Im working the kinks out on a boat I bought recently. It came with a Eagle Magna View FF( loooks a little old school). I used it for first time Sat and noticed strange depth readings like 96ft when I was in 12ft of water. Then after a half day fishing it shut down and wouldnt power on again. I have a seperate battery working FF and live well and Im wondering if voltage could be the issue. The FF troubleshoot says it need 11 volt to operate. Seem to me (the novice I am) that mantaining 11 volts all day would be a little difficult. Is this somthing anyone else has come across, and if so what shall i do. Thanks in advance for input.
Mike


----------



## Waterwings (Jul 30, 2008)

Did you try turning it off then back on to see if it provided correct readings?

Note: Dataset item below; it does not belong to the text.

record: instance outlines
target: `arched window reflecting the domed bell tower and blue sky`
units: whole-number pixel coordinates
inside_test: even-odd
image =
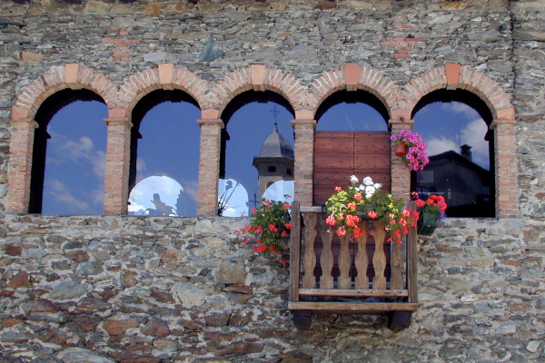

Is the battery it's connected to fully charged providing the required output? If it's "old school" like you stated, have you looked at the wiring/transducer cables etc for any nicks/possible damage?


----------



## Bite me (Jul 30, 2008)

Thanks for responce. I did try to shut on and off and still received bad depth readings. The battery is a year old and I didnt have a volt meter with me to check voltage at time of problem.I will check tranducer and wire for any damage. Ill give it on more try out in the water .


----------



## Jim (Jul 30, 2008)

This might be a long shot, but maybe clean the bottom of the transducer with warm soapy water.


----------



## ACarbone624 (Jul 30, 2008)

Mine gives crazy readings like that if I move around in the boat and the transducer pops out of the water. Once its back in the water, it works fine.


----------



## SlimeTime (Jul 30, 2008)

Where/how is your transducer mounted? I'd almost have to think if it's shutting itsself off, the 'ducer wouldn't cause that, it's be internal, possibly even a loose connection.

ST


----------